# Restoration Champ



## Vol (Jul 5, 2009)

Agweb.

Regards, Mike

http://www.agweb.com/article/meet-the-newest-tractor-restoration-champion-naa-ben-potter/


----------



## paoutdoorsman (Apr 23, 2016)

It's great to see someone that age have the drive and determination to do something like that. Not only once, but twice!


----------



## stack em up (Mar 7, 2013)

I've always had a soft spot for Farmalls. Great uncle owned the IH dealer in town, maternal grandpa and great uncle had all red. We've got an International B414 gas tractor in the shed that grandpa bought new I've been collecting parts to restore. The goal is to use it as my son's FFA project when he's old enough. It's in rough shape from being a loader tractor, but it will make all the more sweeter when it's done.


----------



## somedevildawg (Jun 20, 2011)

stack em up said:


> I've always had a soft spot for Farmalls. Great uncle owned the IH dealer in town, maternal grandpa and great uncle had all red. We've got an International B414 gas tractor in the shed that grandpa bought new I've been collecting parts to restore. The goal is to use it as my son's FFA project when he's old enough. It's in rough shape from being a loader tractor, but it will make all the more sweeter when it's done.


Better hope Branten doesn't have to line up against the likes of the fellas I've seen so far in this competition. Please don't take this the wrong way, but I really don't care how you take it , but this seems to be a bit like the steer shows, pig shows, etc. if the family has deep, deep pockets, the odds are stacked In their favor and they don't mind proving it.....the last pig show here had a pig that was no better looking than any other pig but brought $9 a pound, another young man had a pig that I bought for $3.75, I know the latter of the two worked his pig and his family is not "well to do" just regular ole hard working folk.....kinda pisses me off to see it flaunted like that.  This appears to be the same way, no doubt the young man may have put in 900 long hard hours or he may not have, hard to validate it, even harder if you're relying on the parents to validate. Again, not saying the kid didn't deserve it or work very hard for it......but there is no doubt that a restoration of that caliber takes more than just work.......
A very good looking restoration, whomever was a part of it...be it finances or sweat, did an excellent job....


----------



## stack em up (Mar 7, 2013)

I totally agree. It's not going to be a show queen by any means I'm sure, I don't have the want to put more into a tractor for show than I do in the ones for work. I'm planning more for him for an education in mechanics and how things are supposed to work, than for the gratification of a shiny tractor. I don't have deep pockets, never have never will.
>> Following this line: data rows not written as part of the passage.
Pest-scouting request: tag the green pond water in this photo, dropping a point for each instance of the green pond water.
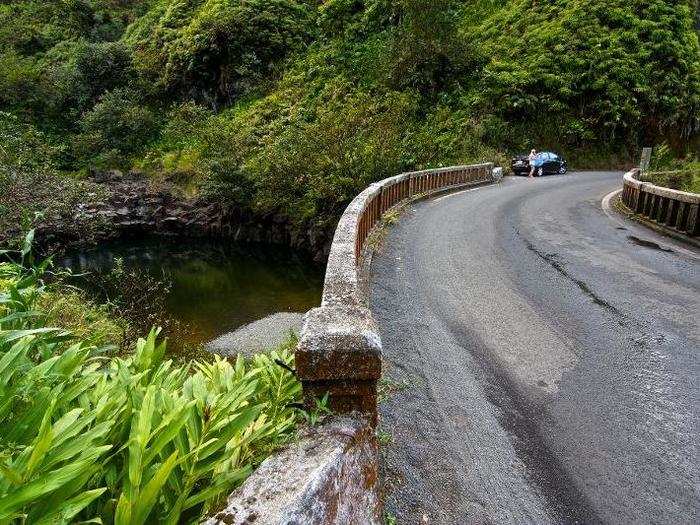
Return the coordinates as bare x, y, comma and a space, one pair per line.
212, 287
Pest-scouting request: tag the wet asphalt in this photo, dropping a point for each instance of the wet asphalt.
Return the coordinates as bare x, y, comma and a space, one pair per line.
541, 357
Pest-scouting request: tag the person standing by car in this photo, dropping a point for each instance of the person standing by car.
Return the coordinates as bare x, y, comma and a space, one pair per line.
531, 160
That's why I'm buying pieces as I can find them or afford them.... I don't have devildawg dollars....


----------



## somedevildawg (Jun 20, 2011)

We worked on pedal tractors........


----------



## endrow (Dec 15, 2011)

Saw some tractors being loaded at Wolgemuth Auction this morning it looks like they need some restoration here


----------



## PaMike (Dec 7, 2013)

I went by a week after the sale and it still looked like 50% of the stuff was still there...

Makes you wonder sometimes how they load the stuff without banging it all up...


----------



## stack em up (Mar 7, 2013)

PaMike said:


> Makes you wonder sometimes how they load the stuff without banging it all up...


How the hell would you know if they did dent it a little ?


----------